Congratulations to Susan Bell, who got her commercial glider rating this past Monday!
So now what? Because this awful Santa Ana fire weather has all been blowing down from the north and east, up here in the desert we’ve not seen even a bit of the smoke. We should expect several more days of the same, with temperature gradients essentially preventing useful thermal activity, but if that wind is northerly enough, ideal slope soaring conditions will prevail, and again, more bow wave.
In the summer of ’93, one day each week we ferried a 2-32 for glider rides at a sleepy country club on the shore of Lake Champlain. This gig was such a kick that 45-mile aerotows there and back were usually the most interesting part. Even so, there was nowhere else I’d rather have been. Why? Unless you like enigmatic answers, don’t ask.
Headed home one time, we were skirting class C airspace when suddenly, despite our being painted on radar, here came a Cessna departing BTV and intersecting our course from 90 degrees left — behind Tug the tow pilot’s peripheral vision.
He was on tower frequency but we had no radio in the glider, de rigueur. My steering either way would make things even more hazardous; turn left and hike our closing speed for a three-way head-on, or turn right to put the bogey directly behind. This was someone already failing to see us crossing directly ahead in broadside position.
Obvious choice, release and turn away. But then what? Beyond glide range from any proper airstrip, we’d just spent the whole day proving there was zero lift of any kind. No chance of gliding home in free flight.
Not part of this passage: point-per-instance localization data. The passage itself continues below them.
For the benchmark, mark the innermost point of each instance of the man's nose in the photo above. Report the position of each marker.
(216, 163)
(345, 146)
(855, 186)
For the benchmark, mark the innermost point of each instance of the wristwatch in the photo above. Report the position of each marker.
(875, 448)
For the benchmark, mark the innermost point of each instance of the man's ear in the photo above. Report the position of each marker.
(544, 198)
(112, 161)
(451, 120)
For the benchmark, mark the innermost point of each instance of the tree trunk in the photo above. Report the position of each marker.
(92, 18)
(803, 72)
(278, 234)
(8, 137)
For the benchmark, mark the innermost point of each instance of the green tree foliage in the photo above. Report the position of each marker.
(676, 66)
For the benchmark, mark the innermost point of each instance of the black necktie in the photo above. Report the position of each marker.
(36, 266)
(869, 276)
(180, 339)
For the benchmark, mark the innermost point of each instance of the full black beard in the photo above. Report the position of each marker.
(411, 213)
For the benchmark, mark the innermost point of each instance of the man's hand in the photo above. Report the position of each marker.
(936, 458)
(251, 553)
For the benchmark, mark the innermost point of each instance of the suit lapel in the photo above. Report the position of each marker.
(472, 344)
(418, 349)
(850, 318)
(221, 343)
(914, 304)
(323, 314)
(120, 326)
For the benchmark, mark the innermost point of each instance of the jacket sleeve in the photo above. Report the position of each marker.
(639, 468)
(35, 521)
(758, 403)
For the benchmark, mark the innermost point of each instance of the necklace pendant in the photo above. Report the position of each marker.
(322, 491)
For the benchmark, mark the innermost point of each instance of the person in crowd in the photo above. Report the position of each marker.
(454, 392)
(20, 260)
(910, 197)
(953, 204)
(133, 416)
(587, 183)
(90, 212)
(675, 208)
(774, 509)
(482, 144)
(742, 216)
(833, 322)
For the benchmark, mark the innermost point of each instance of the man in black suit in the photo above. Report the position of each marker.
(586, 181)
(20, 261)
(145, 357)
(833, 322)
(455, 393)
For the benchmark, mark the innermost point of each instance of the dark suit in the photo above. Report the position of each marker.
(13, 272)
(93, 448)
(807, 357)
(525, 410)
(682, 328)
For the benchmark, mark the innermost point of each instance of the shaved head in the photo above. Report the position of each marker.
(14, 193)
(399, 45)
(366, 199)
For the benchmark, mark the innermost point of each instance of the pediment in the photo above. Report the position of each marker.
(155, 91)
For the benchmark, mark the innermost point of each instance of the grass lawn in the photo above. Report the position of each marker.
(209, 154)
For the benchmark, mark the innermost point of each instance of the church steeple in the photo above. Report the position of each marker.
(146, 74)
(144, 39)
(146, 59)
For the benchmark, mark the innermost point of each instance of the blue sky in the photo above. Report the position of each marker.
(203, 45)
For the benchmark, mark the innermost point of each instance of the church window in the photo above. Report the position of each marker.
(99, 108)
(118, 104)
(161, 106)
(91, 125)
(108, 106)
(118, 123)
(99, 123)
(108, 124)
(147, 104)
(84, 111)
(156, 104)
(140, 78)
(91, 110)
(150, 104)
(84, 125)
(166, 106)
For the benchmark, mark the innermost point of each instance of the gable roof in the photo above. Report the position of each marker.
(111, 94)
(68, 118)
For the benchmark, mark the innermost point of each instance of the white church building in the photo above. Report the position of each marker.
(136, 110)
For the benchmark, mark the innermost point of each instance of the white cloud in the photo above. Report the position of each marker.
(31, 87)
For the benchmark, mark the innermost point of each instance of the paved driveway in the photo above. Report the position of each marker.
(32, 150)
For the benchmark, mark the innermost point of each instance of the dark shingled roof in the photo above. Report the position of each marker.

I picked a couple potentially landable fields and waited while the Cessna bore on in. It was exactly at our altitude and moments from cutting the line when someone finally awoke and banked hard over to starboard, behind us by the grace of Gaia. (Oh to be a fly on the wall of that debrief!)
Though I came about point nine seconds from pulling up thirty feet and releasing, actually I did nothing, and Tug was unaware of the whole episode until after we landed. He heard a lot about it then of course, and laughed so hard he sharted. No really, but we needn’t go into that.
All done and said, watchful inaction averted a late-night retrieve, and the Cessna’s propeller possibly gnarling our line and steel ring!
…given my heart a change of mood,
and saved some part of a day I’d rued.
Another week, same setup only closer to the end of the season, and therefore to dark, wouldn’t you know, halfway home we stumbled into wave. Tug nosed down to hold altitude and soon we were over eighty. “Screw this,” said I, cutting loose to rise away and sail home in ironic style.
While Tug circled below searching for me I smiled inside, thinking, ‘If I had a radio you’d be glancing up about now. C’est la vie.’
Ahh, first time in daze with no reason to land except impending darkness. Most fun of the whole week! My soul begged to stay up all night, but it grew chillier by the minute and nature was calling too. So that day would end as anticlimactically as a thousand others. Vie la c’est?
When I rolled to a stop at dusk, there stood Rave, the boss, arms folded and slowly shaking his head. I had taught him to fly, then worked with him daily for years, poor guy. He never could stay mad at me for long.
I got away with so much whateverwecalledit back then! And have ever since, come to think about it. That’s why I try so hard these daze to think of ‘other’ things.